Another aspect of being in her position that could be helpful, Droste said, is that it brings a sense of normality for priests and seminarians to see women in a position of authority, whereas in most cases their direct superiors are all men.
“They need to understand working with women and they have to understand that even if they are a priest, they have to have a respect for women – laity, religious – as to their role in the Church, even if it is not as priest,” she said.
Droste insisted that if she has a student who is a priest sitting in front of her in her capacity as dean, she can correct him without disrespecting him as a priest.
“You have to have respect for me in my office, just as I have to have respect for you in your office,” she said, noting that when she deals with students regardless of their status as cleric or lay, “I’m dealing with you as a student and a subject of my authority, which I have an obligation to carry forward.”
Issues will inevitably arise with anyone in a position of authority, she said, “and I can attribute them to me being a woman, or I can attribute them to me being a dean.
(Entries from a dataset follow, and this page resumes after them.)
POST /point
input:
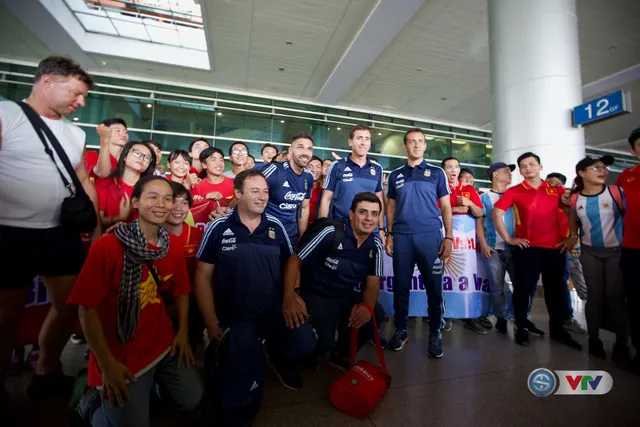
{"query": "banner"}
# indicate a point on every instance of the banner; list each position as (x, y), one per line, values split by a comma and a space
(465, 282)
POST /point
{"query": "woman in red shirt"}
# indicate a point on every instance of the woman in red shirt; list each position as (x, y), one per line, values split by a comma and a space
(114, 192)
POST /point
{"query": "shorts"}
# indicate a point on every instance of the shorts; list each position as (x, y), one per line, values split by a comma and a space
(28, 252)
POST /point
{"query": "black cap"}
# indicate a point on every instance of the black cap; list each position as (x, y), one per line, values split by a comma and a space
(590, 161)
(497, 166)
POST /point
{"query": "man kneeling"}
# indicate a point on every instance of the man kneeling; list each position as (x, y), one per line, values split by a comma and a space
(330, 271)
(123, 316)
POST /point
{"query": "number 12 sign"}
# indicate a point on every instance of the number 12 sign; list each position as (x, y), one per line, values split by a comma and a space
(601, 108)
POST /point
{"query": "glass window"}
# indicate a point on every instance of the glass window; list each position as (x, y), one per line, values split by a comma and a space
(243, 125)
(186, 118)
(135, 111)
(468, 152)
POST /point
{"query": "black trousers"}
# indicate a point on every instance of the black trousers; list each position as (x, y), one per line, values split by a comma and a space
(529, 263)
(629, 263)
I still have to deal with it, and I as a woman have to be creative in the way I deal with it.”
This creativity is needed, Droste said, because the concept of the pontifical university system was primarily set up for men. However, she insisted that women can “fit in,” as popes such as John XXIII, John Paul II, Benedict XVI and Francis have shown.
For her, it’s not a matter of if they should be there, but where and in what roles.
As the dean of a theology department, there are certain things that must be done “regardless of who the dean is – male, female, lay, religious, etc., that doesn’t change,” she said, adding that because men and women are different, “there are different things that we can contribute.”
Asked whether she has been treated differently than a man might be in her position, Droste said “we can always look at things in that way,” but the question she prefers to ask herself is what can she do in her role that a man cannot.
“As a woman here in this office, I have to do the same things that a man in this office would, but I will do some of them in different ways,” she said, stressing the importance of complementarity between men and women.
This complementarity is what Droste said she believes the discussion of women in the Church ought to focus.
“God created male and female, and the dialogue in the Church has to be where is the complementarity with respect to their different roles. So, it’s not just talking about women have this role, the proportion and how many women have this role,” and which roles are appropriate.
Droste said she is not in favor of simply meeting a quota of women in certain positions but emphasized the importance of finding qualified women to take on these roles.
In many cases, “there aren’t as many women who are qualified to hold those roles because the studies were not open to women, as religious or laity, in the past, so there’s a smaller pool to pick from,” she said, insisting that “we shouldn’t have a proportion right away, because the proportion of preparedness has not yet been developed.”
She also stressed that it is not just women, religious or lay, getting degrees that the Church needs, but also laymen who are “qualified and capable so that we can have this dialogue and it can be more of a true dialogue on what are the roles that women can hold in the Church, but without taking away men’s proper role,” she said.